Esta enfermedad altera el sentido de la ubicación, los sentidos y el balance, lo cual puede ser peligroso. Por ello, es necesario ambientar la casa para lograr su comodidad y seguridad. Sin embargo, evita cambios drásticos, no queremos que su contexto se una a la inestabilidad. Por ejemplo, es común que deambulen por la casa, por eso, mantener la puerta con llave, alejar las cosas peligrosas y comprar una cama adecuada pueden ser buenas alternativas.

  • Mucha paciencia

Es probable que repita las mismas preguntas y comentarios pero no es con intención de molestarte, recuerda que tiene una enfermedad que afecta su pensamiento, razonamiento y juicio.  Sé paciente pues él tampoco tiene el control en esta guerra.

No lo fuerces a entender o a recordar algo que ha olvidado, pues solo conseguirás abrumarlo, ten paciencia con sus explosiones de mal genio, es probable que esto sea consecuencia de la frustración, impotencia o dolor de no poder valerse por sí mismo. Tenerle paciencia es una buena forma de enseñarle a tenerse paciencia a sí mismo.

 

  • Eres su lugar seguro

Es sorprendente como muchas personas con Alzheimer recuerdan a sus parejas de vida. Por ejemplo, si hay algo que mi abuelo nunca se olvida es de su “Judicita”.  Ella se mantiene firme en sus recuerdos, de una forma distinta pero presente. Es su lugar seguro y por eso pregunta por ella. Si sucede lo mismo en tu caso, intenta comprender esto cuando te sientas irritado pues es algo que recuerda con certeza y le trae calma.

 

  • Estimularlo es prioridad

Prolonga su autonomía lo más que puedas y no dejes de estimular sus funciones cognitivas mediante crucigramas, pupiletras y actividades del hogar. Si notas que ciertas conductas lo calman como, por ejemplo, rasgar papel o rayar hojas, no las cohíbas ni te molestes ya que no puede evitarlo y lo distraen.

Por otro lado, está demostrado por expertos e instituciones, que la música puede estimular actividades cognitivas como la memoria, generar calma o potenciar la expresión emocional, contribuyendo de manera positiva en la salud.
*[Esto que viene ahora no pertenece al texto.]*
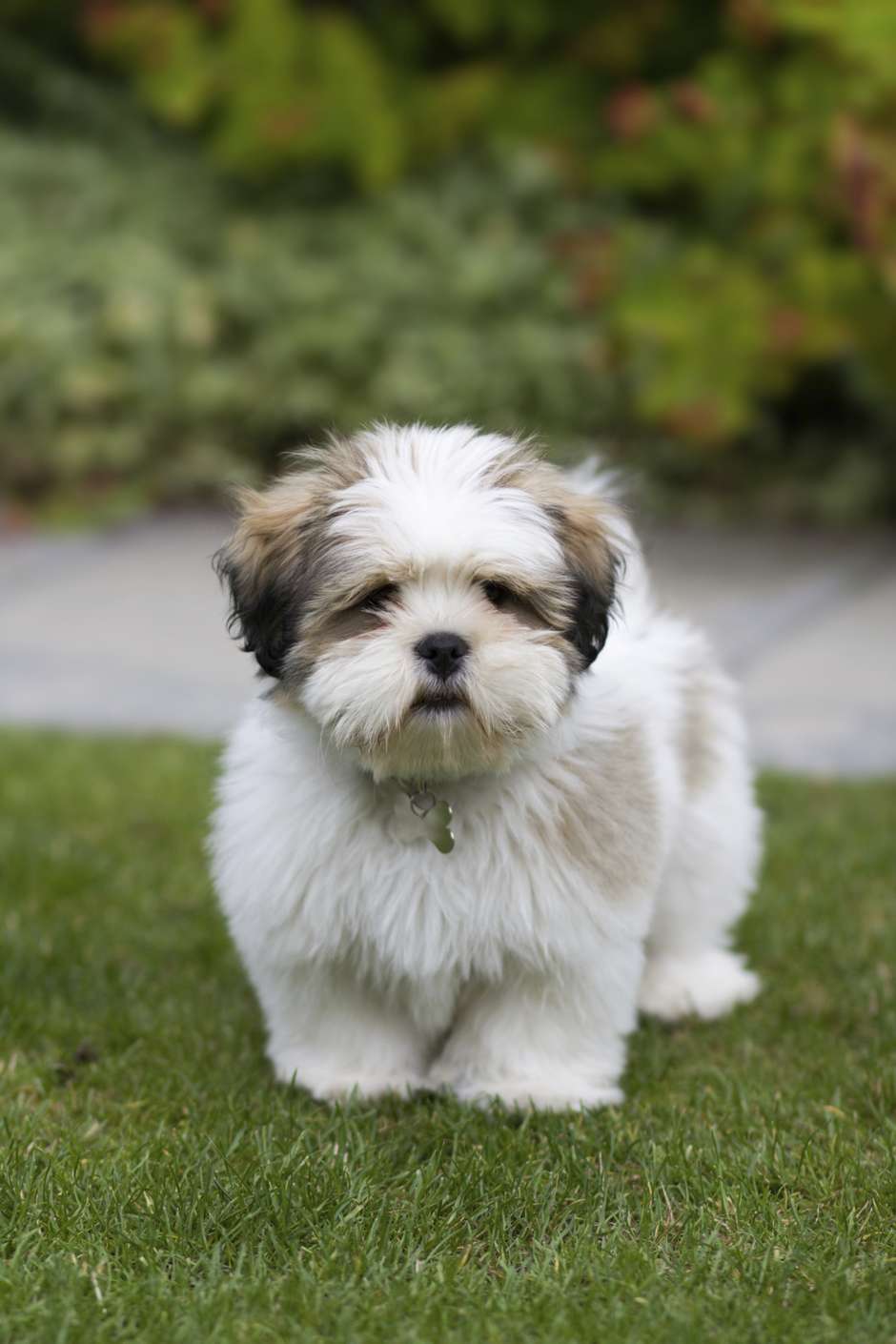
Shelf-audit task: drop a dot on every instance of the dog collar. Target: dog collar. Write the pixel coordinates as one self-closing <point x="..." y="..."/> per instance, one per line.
<point x="434" y="813"/>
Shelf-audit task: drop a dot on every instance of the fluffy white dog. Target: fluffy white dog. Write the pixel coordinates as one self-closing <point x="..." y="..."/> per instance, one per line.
<point x="492" y="802"/>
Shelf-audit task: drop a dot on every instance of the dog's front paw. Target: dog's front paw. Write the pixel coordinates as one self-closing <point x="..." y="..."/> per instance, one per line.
<point x="341" y="1086"/>
<point x="705" y="984"/>
<point x="529" y="1093"/>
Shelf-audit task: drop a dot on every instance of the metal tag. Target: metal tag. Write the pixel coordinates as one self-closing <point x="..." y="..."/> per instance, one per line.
<point x="436" y="815"/>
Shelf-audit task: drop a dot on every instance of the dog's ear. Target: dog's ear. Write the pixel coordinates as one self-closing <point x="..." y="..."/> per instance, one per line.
<point x="594" y="560"/>
<point x="266" y="566"/>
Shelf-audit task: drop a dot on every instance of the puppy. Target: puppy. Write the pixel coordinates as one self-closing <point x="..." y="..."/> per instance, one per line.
<point x="491" y="802"/>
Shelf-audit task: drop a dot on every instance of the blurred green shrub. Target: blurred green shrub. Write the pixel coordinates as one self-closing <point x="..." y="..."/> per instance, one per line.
<point x="156" y="337"/>
<point x="716" y="246"/>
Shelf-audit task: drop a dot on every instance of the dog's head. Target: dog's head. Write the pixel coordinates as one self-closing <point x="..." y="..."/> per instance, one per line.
<point x="429" y="596"/>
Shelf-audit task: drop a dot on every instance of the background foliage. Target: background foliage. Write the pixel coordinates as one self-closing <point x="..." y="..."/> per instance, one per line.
<point x="233" y="222"/>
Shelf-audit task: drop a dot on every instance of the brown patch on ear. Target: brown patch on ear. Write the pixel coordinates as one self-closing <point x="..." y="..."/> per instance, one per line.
<point x="584" y="528"/>
<point x="269" y="564"/>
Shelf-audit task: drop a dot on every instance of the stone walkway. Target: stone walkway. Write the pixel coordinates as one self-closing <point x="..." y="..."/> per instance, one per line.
<point x="125" y="632"/>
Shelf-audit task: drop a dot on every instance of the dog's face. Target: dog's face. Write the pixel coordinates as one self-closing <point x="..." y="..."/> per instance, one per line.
<point x="430" y="597"/>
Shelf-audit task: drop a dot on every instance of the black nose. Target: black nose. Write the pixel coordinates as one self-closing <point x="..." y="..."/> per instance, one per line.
<point x="442" y="652"/>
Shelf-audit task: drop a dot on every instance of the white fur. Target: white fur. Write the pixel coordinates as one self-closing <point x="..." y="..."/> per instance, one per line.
<point x="514" y="967"/>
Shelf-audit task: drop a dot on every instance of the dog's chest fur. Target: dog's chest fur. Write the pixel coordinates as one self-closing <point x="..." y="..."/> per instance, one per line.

Entonces, recuerda ese bolero o balada que le sacaban bailes y sube el volumen.

  • Ajusta la comunicación

El deterioro del lenguaje es frustrante pues hace más difícil establecer una conversación. Por ello, debes acoplarte a estos cambios y encontrar nuevas formas de comunicación ajustándote a sus capacidades. Utiliza un tono de voz claro y calmado, palabras sencillas, arma frases cortas y evita gritarle para no alterarlo. A su vez, busca establecer contacto visual, llámalo por su nombre para pedir su atención y disminuye las distracciones.

Cuando converses, conviértete en su aliado. Préstale atención para ayudarlo a completar sus frases e identificar lo que quiere, ayúdate del lenguaje no verbal. No busques corregir sus errores sino normalizar la situación, así crearás un ambiente cómodo para que se exprese. Recibe las repeticiones con paciencia y las equivocaciones con amor.

  • El poder del afecto

Conozco de cerca dos tipos de demencia y si algo he notado es que ni ellas pueden llevarse la respuesta a los estímulos afectivos. Una especialista en neurología muestra que los pacientes con Alzheimer tienen un profundo impacto emocional por eventos que ya no recuerdan, es decir, la emoción se queda con ellos a pesar de olvidar qué las generó. Suena desconcertante ¿no? Por ello, sé consciente que tus acciones afectan su bienestar, evita ser brusco y promueve emociones agradables con un buen trato.

Abrázalo fuerte y dile lo mucho que lo quieres. En ocasiones, no obtendrás respuesta pero en otras recibirás una sonrisa de regreso, lo cual es un regalo sin precio.

“Lo que la mente no pueda recordar, el corazón nunca va a olvidar.”

Para ti que estás afrontando estos cambios recuerda que existe un lenguaje que atraviesa los límites de la memoria, el vínculo. Aférrate a él que ningún ladrón podrá robarte eso.